[Kstars-devel] Kstars use case - Deep sky observing
Richard Kline
rkline1963 at earthlink.net
Thu Mar 21 04:13:23 UTC 2013
Since Akarsh asked people to send what they do with Kstars to the list,
here goes.
I use Kstars for deep sky observing with dobsonians in conjunction with
star charts (mostly the Sky and Telescope Pocket Sky Atlas augmented by
some printouts of freely available PDFs). Initially use was in a 30:70
ratio with Kstars mostly used to determine which way was up to turn the
charts appropriately and determine where to push the scope. As I have
gotten used to it and tweaked things like the label density to where I
want it in the Catalogs tab in the "Configure Kstars" menu, it is more
like 70:30 or more that I use Kstars without referring to the charts. I
used Kstars running on a Raspberry Pi and my 20" dobsonian to observe 94
Messier objects trying to do the Messier Marathon the night of 9-10
March this year, and I would have gotten at least 6 more objects if some
hazy clouds had not moved in to the Southeast just before dawn.

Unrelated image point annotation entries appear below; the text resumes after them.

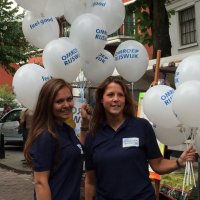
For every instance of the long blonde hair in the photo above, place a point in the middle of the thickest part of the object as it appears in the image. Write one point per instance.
(43, 118)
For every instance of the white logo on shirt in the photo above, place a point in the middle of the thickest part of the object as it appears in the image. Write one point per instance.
(130, 142)
(80, 147)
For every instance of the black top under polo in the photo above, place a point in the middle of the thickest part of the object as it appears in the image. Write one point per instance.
(63, 158)
(120, 160)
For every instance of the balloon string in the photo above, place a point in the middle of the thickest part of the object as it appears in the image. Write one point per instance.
(132, 89)
(189, 171)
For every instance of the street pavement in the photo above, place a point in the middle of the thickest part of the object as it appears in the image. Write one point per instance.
(16, 181)
(14, 186)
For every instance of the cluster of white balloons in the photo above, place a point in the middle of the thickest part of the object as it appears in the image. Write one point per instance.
(171, 110)
(91, 22)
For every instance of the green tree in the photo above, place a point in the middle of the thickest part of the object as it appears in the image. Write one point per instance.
(152, 15)
(13, 46)
(7, 97)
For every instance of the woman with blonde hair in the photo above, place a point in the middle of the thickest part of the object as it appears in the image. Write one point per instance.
(52, 148)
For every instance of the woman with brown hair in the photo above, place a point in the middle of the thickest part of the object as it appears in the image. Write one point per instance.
(119, 148)
(52, 148)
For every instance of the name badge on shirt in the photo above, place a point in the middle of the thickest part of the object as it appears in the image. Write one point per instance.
(130, 142)
(80, 147)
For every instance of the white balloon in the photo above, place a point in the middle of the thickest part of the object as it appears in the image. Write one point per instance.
(74, 8)
(89, 34)
(171, 136)
(158, 107)
(40, 30)
(188, 69)
(185, 103)
(54, 8)
(62, 60)
(27, 83)
(112, 12)
(131, 60)
(100, 68)
(36, 5)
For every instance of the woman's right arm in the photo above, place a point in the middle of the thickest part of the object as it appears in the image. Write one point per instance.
(42, 188)
(90, 185)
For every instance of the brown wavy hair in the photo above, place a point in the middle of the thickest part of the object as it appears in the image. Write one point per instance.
(99, 112)
(43, 118)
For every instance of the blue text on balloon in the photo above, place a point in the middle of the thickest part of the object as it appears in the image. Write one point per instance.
(102, 4)
(167, 97)
(102, 58)
(70, 56)
(101, 34)
(42, 21)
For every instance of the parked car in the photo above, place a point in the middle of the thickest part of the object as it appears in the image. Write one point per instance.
(9, 126)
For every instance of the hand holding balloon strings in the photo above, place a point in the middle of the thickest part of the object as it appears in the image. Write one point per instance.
(186, 158)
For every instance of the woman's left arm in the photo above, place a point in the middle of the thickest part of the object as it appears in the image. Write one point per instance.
(163, 166)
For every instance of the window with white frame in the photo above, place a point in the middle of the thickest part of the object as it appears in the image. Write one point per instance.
(187, 26)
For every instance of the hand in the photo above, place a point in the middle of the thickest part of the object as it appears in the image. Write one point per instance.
(187, 155)
(86, 113)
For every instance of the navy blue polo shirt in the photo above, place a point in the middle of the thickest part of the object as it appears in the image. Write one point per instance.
(120, 160)
(63, 158)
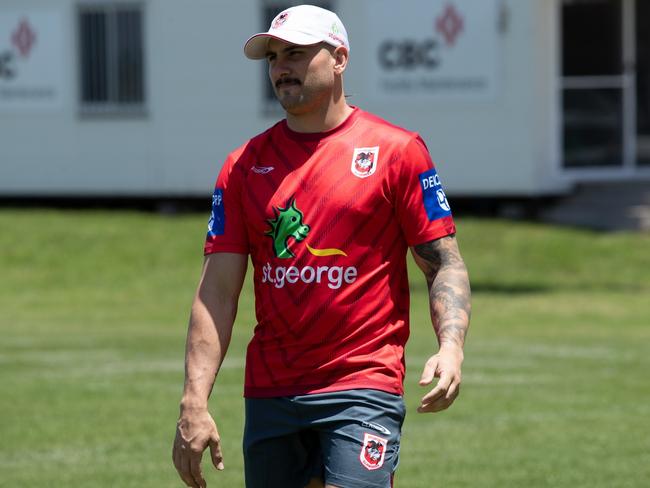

Kstars on the Raspberry Pi
I think the Raspberry Pi has great potential as an on-scope computer
that doesn't require a lot of power so it can run all night. I am
using a Motorola Atrix phone lapdock with some adapter cables as
battery, display, keyboard and track pad plus a USB trackball with
scroll ring (a scroll wheel to zoom is highly recommended). I am using
a roll around laptop stand at the moment and have not mounted anything
on the scope yet. My ultimate goal is to combine the Pi with an Arduino
board to read out encoders on the scope or a 3-axis
gyro/accelerometer/compass to determine the scope orientation.
Performance
The Raspberry Pi can just barely run Kstars
CPU usage immediately pegs at 100%, but the program is usable.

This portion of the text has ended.